PROVIDENCE, R.I. [Brown University] — Why is it that artificial intelligence systems can outperform humans on some visual tasks, like facial recognition, but make egregious errors on others — such as classifying an image of an astronaut as a shovel?
Like the human brain, AI systems rely on strategies for processing and classifying images. And like the human brain, little is known about the precise nature of those processes. Scientists at Brown University’s Carney Institute for Brain Science are making strides in understanding both systems, publishing a recent paper that helps to explain computer vision in a way the researchers say is accessible as well as more useful than previous models.
“Both the human brain and the deep neural networks that power AI systems are referred to as black boxes because we don’t know exactly what goes on inside,” said Thomas Serre, a Brown professor of cognitive, linguistic and psychological sciences and computer science. “The work that we do at Carney’s Center for Computational Brain Science is trying to understand and characterize brain mechanisms related to learning, vision, and all kinds of things, and highlighting the similarities and differences with AI systems.”
Deep neural networks use learning algorithms to process images, Serre said. They are trained on massive sets of data, such as ImageNet, which has over a million images culled from the web organized into thousands of object categories. The training mainly involves feeding data to the AI system, he explained.
“We don't tell AI systems how to process images — for example, what information to extract from the images to be able to classify them,” Serre said. “The AI system discovers its own strategy. Then computer scientists evaluate the accuracy of what they do after they’ve been trained — for example, maybe the system achieves 90% accuracy on discriminating between a thousand image categories.”
Serre collaborated with Brown Ph.D. candidate Thomas Fel and other computer scientists to develop a tool that allows users to pry open the lid of the black box of deep neural networks and illuminate what types of strategies AI systems use to process images. The project, called CRAFT — for Concept Recursive Activation FacTorization for Explainability — was a joint project with the Artificial and Natural Intelligence Toulouse Institute, where Fel is currently based. It was presented this month at the IEEE/CVF Conference on Computer Vision and Pattern Recognition in Vancouver, Canada.
Serre shared how CRAFT reveals how AI “sees” images and explained the crucial importance of understanding how the computer vision system differs from the human one.
Q. What does CRAFT show about the way AI processes images?

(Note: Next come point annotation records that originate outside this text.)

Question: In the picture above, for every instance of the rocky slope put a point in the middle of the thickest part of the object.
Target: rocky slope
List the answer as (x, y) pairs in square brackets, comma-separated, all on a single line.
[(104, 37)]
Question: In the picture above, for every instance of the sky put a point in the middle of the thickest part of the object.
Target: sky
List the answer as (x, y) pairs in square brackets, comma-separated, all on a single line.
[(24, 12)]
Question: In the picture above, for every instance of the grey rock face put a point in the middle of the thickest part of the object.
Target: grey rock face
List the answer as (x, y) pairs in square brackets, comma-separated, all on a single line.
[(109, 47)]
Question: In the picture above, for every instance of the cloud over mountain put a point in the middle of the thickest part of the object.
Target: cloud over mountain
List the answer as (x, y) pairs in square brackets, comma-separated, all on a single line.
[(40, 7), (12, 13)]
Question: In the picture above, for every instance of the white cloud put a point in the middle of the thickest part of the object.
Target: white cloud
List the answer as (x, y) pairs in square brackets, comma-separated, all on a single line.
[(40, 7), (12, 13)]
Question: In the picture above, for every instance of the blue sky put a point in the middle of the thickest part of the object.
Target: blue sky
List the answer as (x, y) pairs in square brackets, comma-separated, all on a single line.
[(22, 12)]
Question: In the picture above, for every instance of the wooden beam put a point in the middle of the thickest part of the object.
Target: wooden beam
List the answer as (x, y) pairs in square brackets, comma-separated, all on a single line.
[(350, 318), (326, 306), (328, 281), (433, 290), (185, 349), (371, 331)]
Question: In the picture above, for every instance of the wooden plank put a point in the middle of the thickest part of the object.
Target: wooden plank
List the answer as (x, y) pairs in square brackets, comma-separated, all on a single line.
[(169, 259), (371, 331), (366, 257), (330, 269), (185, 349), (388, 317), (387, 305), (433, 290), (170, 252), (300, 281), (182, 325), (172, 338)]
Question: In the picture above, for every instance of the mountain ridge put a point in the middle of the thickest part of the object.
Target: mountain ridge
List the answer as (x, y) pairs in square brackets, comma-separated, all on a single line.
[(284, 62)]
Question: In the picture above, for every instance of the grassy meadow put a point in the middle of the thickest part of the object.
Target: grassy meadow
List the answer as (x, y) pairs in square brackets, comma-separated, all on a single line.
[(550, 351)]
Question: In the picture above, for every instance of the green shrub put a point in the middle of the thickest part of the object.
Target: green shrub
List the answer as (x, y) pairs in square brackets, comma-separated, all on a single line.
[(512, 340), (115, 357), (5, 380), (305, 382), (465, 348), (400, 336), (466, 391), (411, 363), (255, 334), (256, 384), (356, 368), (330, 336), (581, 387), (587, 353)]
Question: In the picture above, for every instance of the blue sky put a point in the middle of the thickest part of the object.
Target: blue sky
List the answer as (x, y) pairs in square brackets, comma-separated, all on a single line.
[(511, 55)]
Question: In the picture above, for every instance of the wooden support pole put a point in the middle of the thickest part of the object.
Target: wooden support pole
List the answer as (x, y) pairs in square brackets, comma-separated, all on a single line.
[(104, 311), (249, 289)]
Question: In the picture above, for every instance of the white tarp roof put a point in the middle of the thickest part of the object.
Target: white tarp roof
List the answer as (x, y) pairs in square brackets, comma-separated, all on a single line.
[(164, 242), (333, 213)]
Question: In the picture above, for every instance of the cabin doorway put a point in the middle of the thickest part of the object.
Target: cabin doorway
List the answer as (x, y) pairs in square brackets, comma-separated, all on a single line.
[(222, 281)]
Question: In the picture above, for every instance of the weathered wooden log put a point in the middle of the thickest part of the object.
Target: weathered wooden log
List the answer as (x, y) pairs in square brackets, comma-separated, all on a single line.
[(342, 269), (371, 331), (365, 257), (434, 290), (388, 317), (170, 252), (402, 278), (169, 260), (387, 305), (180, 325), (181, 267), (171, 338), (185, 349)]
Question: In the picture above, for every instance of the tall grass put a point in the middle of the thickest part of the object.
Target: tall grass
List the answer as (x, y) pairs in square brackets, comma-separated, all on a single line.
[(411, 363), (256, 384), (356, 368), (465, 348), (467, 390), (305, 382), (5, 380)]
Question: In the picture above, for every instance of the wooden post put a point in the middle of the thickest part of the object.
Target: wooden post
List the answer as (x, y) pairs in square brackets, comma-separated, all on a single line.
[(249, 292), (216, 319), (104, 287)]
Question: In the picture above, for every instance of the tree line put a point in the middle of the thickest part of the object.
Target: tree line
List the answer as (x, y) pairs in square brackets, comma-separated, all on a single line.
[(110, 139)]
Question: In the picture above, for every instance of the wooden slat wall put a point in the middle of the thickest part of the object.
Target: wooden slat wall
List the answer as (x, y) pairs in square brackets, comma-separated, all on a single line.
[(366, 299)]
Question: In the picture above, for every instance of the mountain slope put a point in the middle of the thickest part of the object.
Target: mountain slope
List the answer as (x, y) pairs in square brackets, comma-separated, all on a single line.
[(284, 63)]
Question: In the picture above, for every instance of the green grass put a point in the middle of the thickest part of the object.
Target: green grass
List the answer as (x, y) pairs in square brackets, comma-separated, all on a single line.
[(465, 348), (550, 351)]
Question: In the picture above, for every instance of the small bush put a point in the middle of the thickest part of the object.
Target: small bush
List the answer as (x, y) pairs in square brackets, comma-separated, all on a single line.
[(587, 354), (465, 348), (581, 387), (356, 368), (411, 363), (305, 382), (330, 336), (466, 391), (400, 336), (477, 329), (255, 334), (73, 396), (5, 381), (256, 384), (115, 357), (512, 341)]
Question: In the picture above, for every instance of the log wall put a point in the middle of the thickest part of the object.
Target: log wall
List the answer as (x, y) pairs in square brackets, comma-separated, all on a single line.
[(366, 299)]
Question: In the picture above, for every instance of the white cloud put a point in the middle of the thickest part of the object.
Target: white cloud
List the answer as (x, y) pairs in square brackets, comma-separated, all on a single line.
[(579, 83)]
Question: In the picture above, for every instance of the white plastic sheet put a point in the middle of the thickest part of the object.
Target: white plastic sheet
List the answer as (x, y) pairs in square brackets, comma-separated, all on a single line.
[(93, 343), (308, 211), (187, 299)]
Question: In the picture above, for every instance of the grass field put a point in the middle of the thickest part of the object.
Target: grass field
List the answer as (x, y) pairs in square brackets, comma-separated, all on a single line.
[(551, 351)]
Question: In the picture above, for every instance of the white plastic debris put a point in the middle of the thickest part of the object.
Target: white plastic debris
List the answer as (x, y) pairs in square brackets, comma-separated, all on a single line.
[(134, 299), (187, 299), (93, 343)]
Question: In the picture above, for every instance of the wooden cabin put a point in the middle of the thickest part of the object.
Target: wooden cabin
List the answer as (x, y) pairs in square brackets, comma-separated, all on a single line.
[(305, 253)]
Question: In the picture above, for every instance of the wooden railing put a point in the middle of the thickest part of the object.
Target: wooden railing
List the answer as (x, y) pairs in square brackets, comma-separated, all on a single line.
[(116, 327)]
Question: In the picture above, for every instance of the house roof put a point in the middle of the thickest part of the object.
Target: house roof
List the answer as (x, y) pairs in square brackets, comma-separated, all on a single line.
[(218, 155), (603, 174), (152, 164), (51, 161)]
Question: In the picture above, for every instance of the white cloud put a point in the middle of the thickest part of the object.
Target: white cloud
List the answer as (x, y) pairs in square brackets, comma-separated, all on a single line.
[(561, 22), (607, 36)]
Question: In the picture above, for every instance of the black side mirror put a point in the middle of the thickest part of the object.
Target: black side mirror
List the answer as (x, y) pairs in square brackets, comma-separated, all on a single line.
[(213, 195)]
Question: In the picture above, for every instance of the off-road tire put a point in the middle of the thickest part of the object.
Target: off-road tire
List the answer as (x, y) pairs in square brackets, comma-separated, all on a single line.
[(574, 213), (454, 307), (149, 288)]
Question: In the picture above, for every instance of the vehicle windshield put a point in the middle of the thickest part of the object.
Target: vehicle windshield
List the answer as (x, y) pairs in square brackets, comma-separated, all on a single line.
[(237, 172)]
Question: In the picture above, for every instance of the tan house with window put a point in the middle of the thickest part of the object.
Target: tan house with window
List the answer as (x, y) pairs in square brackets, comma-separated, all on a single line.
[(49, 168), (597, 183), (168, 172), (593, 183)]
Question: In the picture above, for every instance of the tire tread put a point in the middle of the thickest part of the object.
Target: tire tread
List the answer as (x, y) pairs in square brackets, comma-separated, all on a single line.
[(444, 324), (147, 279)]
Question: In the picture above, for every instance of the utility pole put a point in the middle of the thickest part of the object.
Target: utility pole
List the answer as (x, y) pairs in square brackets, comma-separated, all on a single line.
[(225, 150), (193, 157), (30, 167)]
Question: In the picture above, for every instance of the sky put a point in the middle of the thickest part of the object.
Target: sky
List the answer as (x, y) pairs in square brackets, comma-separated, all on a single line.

CRAFT provides an interpretation of the complex and high-dimensional visual representations of objects learned by neural networks, leveraging modern machine learning tools to make them more understandable to humans. This leads to a representation of the key visual concepts used by neural networks to classify objects. As an example, let’s think about a type of freshwater fish called a tench. We built a website that allows people to browse and visualize these concepts. Using the website, one can see that AI system’s concept of a tench includes sets of fish fins, heads, tails, eyeballs and more.
These concepts also reveal that deep networks sometimes pick up on biases in datasets. One of the concepts associated with the tench, for example, is the face of a white male, because there are many photos online of sports fishermen holding fish that look like tench. (Yet the system can still distinguish a man from a fish.) In another example, the predominant concept associated with a soccer ball in neural networks is the presence of soccer players on the field. This is likely because the majority of internet images featuring soccer balls also include individual players rather than solely the ball itself.